Page MenuHomePhabricator

Wikidough: consider regional Anycast addresses
Closed, DeclinedPublic

Assigned To
None
Authored By
cmooney
Mar 21 2026, 11:02 AM
Referenced Files
F73322522: image.png
Mar 21 2026, 11:02 AM
F73322526: image.png
Mar 21 2026, 11:02 AM
F73322514: image.png
Mar 21 2026, 11:02 AM

Description

One thing I observed today when double-checking the routing after we depooled Wikidough in esams was that eqiad took up all the redirected traffic, not drmrs as expected.

image.png (445×926 px, 72 KB)

image.png (445×926 px, 101 KB)

image.png (445×926 px, 143 KB)

This led me to consider if we should perhaps think about allocating additional, region-specific, hostnames / IPs for the service. For example:

HostnameIPv4Announced from sites
europe.wikimedia-dns.org185.71.138.139esams, drmrs
north-america.wikimedia-dns.org185.71.138.140eqiad, codfw, ulsfo

Users could use those instead if they wanted to ensure their requests only go to servers in the region. Beyond those suggestions I'd not be so sure. Certainly anything like that would make the logic about depooling harder, and I'm not sure it makes sense to publish a region-specific address if it is only going to be served by one POP (i.e. eqsin/magru).

Anyway just a thought, this kind of routing shouldn't really happen so much, but it can. I'm taking some inspiration here from how ntp.org have the generic pool names but also region-specific.

Event Timeline

cmooney triaged this task as Low priority.

FWIW the reason for traffic re-routed to eqiad not drmrs was due to how we have the core routers set up.

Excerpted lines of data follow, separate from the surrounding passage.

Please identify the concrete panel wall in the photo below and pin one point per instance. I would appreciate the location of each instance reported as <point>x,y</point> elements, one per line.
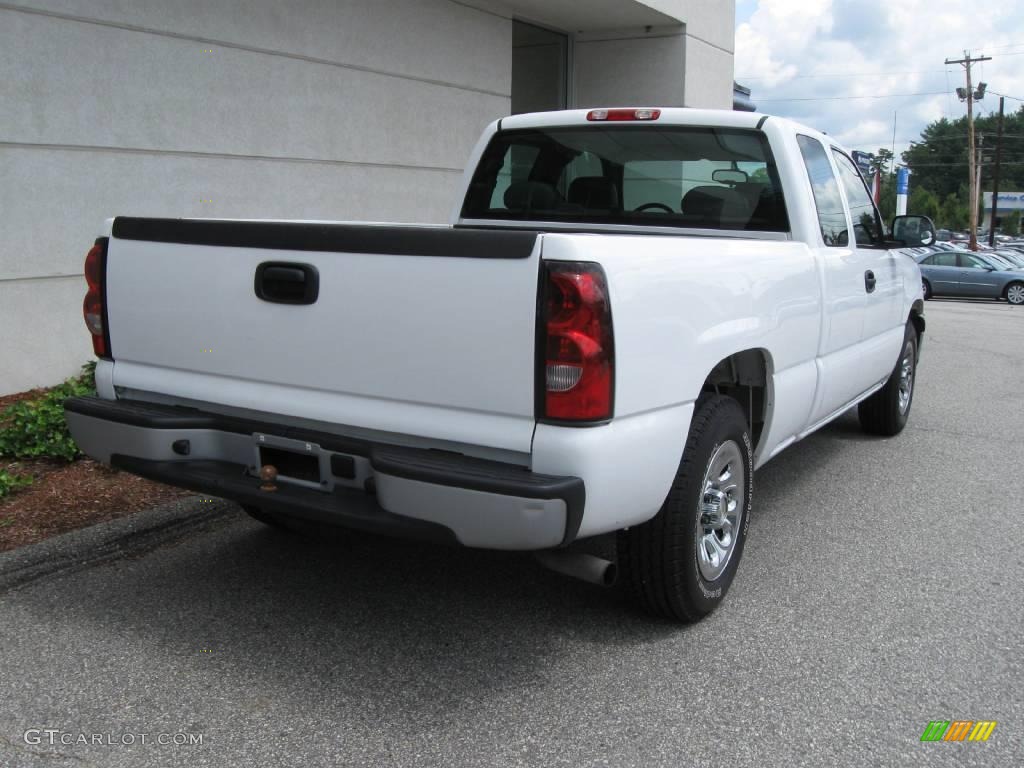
<point>709,75</point>
<point>630,69</point>
<point>361,110</point>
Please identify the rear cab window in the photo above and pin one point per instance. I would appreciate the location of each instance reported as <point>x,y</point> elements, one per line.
<point>693,177</point>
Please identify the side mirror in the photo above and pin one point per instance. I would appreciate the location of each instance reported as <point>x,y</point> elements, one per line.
<point>913,230</point>
<point>728,176</point>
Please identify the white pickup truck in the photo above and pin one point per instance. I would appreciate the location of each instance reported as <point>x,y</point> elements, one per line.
<point>631,311</point>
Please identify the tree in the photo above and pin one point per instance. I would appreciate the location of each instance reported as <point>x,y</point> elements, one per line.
<point>952,213</point>
<point>1012,223</point>
<point>939,159</point>
<point>882,161</point>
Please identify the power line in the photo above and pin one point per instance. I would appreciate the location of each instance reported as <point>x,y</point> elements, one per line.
<point>833,98</point>
<point>841,75</point>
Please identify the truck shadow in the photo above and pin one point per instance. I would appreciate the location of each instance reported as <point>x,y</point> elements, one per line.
<point>406,633</point>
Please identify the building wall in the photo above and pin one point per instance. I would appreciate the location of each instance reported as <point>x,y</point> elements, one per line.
<point>352,110</point>
<point>334,110</point>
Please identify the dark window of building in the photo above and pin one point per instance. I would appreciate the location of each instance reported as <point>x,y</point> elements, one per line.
<point>540,69</point>
<point>866,225</point>
<point>711,178</point>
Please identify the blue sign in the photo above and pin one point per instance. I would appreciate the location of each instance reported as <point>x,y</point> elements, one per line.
<point>903,181</point>
<point>863,161</point>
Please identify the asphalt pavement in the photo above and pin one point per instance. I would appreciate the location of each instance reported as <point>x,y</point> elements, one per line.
<point>881,589</point>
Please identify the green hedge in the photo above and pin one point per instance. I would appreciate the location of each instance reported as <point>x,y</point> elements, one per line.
<point>36,428</point>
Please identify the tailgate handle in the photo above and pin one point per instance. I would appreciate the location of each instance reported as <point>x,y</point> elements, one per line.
<point>287,283</point>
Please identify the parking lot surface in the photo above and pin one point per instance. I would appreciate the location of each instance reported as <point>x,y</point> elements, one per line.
<point>882,588</point>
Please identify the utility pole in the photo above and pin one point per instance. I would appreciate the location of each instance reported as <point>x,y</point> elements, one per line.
<point>968,94</point>
<point>995,177</point>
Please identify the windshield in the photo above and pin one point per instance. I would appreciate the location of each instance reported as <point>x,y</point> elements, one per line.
<point>711,178</point>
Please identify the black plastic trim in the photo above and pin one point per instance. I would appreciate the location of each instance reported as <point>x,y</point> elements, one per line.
<point>265,278</point>
<point>289,236</point>
<point>437,467</point>
<point>346,508</point>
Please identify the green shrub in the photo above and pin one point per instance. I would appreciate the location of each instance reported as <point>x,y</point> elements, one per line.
<point>9,482</point>
<point>36,428</point>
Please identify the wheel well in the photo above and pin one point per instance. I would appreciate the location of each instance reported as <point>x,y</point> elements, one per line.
<point>918,318</point>
<point>743,377</point>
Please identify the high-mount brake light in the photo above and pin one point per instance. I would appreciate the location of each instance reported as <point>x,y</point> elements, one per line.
<point>578,373</point>
<point>614,116</point>
<point>92,307</point>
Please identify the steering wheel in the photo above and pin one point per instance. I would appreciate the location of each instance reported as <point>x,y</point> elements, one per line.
<point>650,206</point>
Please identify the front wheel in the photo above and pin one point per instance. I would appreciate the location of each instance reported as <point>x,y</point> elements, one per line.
<point>680,563</point>
<point>1015,293</point>
<point>886,412</point>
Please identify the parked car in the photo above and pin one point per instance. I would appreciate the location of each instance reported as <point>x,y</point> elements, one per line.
<point>970,274</point>
<point>1016,258</point>
<point>630,312</point>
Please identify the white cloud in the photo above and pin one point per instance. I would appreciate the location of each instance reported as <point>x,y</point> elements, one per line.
<point>813,49</point>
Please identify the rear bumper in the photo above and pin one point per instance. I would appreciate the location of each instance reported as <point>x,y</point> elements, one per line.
<point>373,486</point>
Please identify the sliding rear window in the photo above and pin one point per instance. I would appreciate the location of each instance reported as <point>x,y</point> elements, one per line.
<point>706,178</point>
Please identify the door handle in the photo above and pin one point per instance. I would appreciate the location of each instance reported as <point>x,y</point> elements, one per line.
<point>287,283</point>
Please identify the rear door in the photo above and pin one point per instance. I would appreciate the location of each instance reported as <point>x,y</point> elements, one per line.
<point>418,331</point>
<point>942,272</point>
<point>977,276</point>
<point>883,280</point>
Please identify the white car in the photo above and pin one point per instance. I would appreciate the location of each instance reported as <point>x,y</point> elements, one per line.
<point>630,311</point>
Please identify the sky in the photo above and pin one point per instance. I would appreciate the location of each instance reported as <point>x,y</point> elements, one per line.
<point>892,50</point>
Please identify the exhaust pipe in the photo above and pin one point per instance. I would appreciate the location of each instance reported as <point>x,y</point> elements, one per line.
<point>579,565</point>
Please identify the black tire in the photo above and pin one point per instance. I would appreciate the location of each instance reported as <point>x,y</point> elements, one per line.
<point>885,413</point>
<point>1018,297</point>
<point>267,518</point>
<point>658,559</point>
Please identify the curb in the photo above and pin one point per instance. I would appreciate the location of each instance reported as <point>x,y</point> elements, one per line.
<point>114,540</point>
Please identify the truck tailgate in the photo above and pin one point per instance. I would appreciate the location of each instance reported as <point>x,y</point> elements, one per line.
<point>415,330</point>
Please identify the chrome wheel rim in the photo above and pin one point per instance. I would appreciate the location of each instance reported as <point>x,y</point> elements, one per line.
<point>906,378</point>
<point>720,510</point>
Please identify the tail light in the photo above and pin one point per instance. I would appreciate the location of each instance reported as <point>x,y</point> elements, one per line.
<point>615,116</point>
<point>576,333</point>
<point>93,307</point>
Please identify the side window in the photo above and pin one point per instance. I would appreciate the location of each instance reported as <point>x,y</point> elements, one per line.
<point>517,164</point>
<point>827,200</point>
<point>866,226</point>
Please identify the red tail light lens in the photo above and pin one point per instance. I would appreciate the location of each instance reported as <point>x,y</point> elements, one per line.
<point>614,116</point>
<point>579,354</point>
<point>92,308</point>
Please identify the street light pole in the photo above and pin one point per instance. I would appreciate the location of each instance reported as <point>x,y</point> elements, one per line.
<point>969,96</point>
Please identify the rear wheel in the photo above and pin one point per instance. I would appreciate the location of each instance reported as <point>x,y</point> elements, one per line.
<point>681,563</point>
<point>886,412</point>
<point>1015,293</point>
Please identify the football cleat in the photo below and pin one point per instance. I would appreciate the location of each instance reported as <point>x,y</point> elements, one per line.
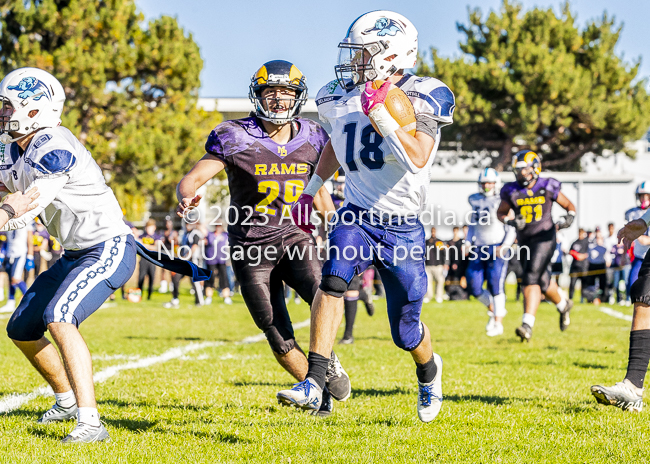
<point>491,321</point>
<point>58,413</point>
<point>525,332</point>
<point>304,395</point>
<point>337,380</point>
<point>565,320</point>
<point>430,394</point>
<point>370,308</point>
<point>619,395</point>
<point>495,330</point>
<point>86,433</point>
<point>326,405</point>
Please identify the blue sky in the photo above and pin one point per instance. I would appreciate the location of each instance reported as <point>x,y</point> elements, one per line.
<point>237,37</point>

TL;DR depooling the service (i.e. stopping the doh VMs announcing the /32 IPs) did not cause the CRs in Amsterdam to cease announcing the /24 and /48 prefixes to the world. Reason for that was other anycast IPs in the same range still being announced locally in esams (durum IPs).

So the traffic kept coming to esams, which routed it over its direct transport link to eqiad (shorter path than out to US and back to get to drmrs).

For now for this particular case I'm going to decline it. Thinking it through we'd need separate /24s to make it work effectively, and I think if we can improve the situation described in T420821 it hopefully will be less of a concern.